Restore composition diversity for distilled diffusion models. Training-free, single-step, zero model modification.

中文版 README

The Problem

Step-distilled models (FLUX2.[Klein], z-image-turbo, etc.) generate high-quality images in few steps, but suffer from composition collapse: different seeds produce nearly identical layouts. A portrait prompt always puts the subject dead-center; a landscape prompt always uses the same horizon line.

Root cause: distillation freezes the spatial distribution of token norms across seeds, locking the model into a single "average" composition regardless of the initial noise.

The Fix (V3)

DiversityBoost V3 applies a single post-CFG hook with polynomial frequency modulation and a DCT composition push:

  1. Polynomial frequency modulation — smooth, continuous attenuation of high-frequency amplitude. Token-grid normalized (resolution-independent). Near-DC frequencies are protected to prevent brightness/color shift.
  2. DCT composition push — applies a random low-frequency spatial field that redistributes energy across the latent, nudging the model toward different compositions per seed.

The model then freely reconstructs coherent details at subsequent steps, with per-seed noise driving different reconstruction paths.
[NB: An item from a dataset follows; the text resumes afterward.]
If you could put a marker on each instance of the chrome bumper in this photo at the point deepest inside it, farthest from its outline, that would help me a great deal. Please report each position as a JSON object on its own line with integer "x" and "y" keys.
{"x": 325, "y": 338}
Zero model modification. Zero training. One node.

How It Works

  1. Convert the model's prediction to raw latent space
  2. Polynomial frequency modulation — smooth HF attenuation in the frequency domain, token-grid normalized via DiT patch_size. DC is zeroed for diversity; near-DC frequencies are protected to preserve structure.
  3. DCT spatial field — synthesize a random 4x4 low-frequency field (zero DC, pink/white/blue noise weighted), normalize to unit std, scale by strength
  4. Multiplicative pushmodulated * (1 + field), clamped to prevent dead zones
  5. Convert back

Primary effect at step 0. Optional progressive decay (linear/cosine schedule) extends HF attenuation into early steps for stronger diversity.

Nodes

Two nodes are provided for backward compatibility:

Node Class Type Description
Diversity Boost (V3) DiversityBoostCoreV3 Polynomial frequency modulation, token-grid normalized, near-DC protected. Recommended.
Diversity Boost DiversityBoostCore Legacy Butterworth LPF (n_periods parameter). Kept for old workflows.

Installation

cd ComfyUI/custom_nodes
git clone https://github.com/facok/ComfyUI-DiversityBoost.git

No extra dependencies — only requires PyTorch (ships with ComfyUI).

Usage

MODEL -> [Diversity Boost (V3)] -> MODEL -> KSampler
  1. Add the Diversity Boost (V3) node (category: sampling)
  2. Connect your model to the input, output to KSampler
  3. Generate with different seeds — compositions will vary

Parameters (V3)

Parameter Default Range Description
strength 2.0 0.0 – 2.0 Composition push amplitude. 0 = cleanup only, 1.0 = moderate, 2.0 = strong.
clamp 0.5 0.1 – 3.0 Upper bound for the multiplicative scale factor. Scale is clamped to [0.1, 1+clamp].
noise_type pink pink / white / blue Frequency spectrum of random DCT coefficients. Pink boosts low-freq composition modes.
dc_preserve 0.0 0.0 – 1.0 DC amplitude preservation (step 0 only). 0 = max diversity. 1 = preserve original brightness.
energy_compensate False Rescale output RMS to match original. Off by default.
hf_factor 1.0 0.0 – 1.0 High-frequency attenuation strength. 1.0 = full HF zeroing.
lf_factor 0.3 0.0 – 1.0 Low-frequency amplification. 1.0 = +50% boost.
transition 2.0 0.5 – 4.0 Polynomial transition shape. 0.5 = steep, 1.0 = linear, 2.0 = smooth, 4.0 = very smooth.
schedule linear flat / linear / cosine Timestep schedule. flat = step 0 only (safe for all samplers). linear/cosine = progressive decay.

schedule Guide

Mode Effect Sampler Compatibility
flat Frequency modulation + DCT push at step 0 only. Model has all remaining steps to recover. All samplers (1st and 2nd order)
linear HF attenuation decays linearly over first ~3 steps. DCT push still at step 0 only. 2nd-order samplers (res_2m, heunpp2)
cosine HF attenuation decays with cosine curve. Smoother than linear. 2nd-order samplers (res_2m, heunpp2)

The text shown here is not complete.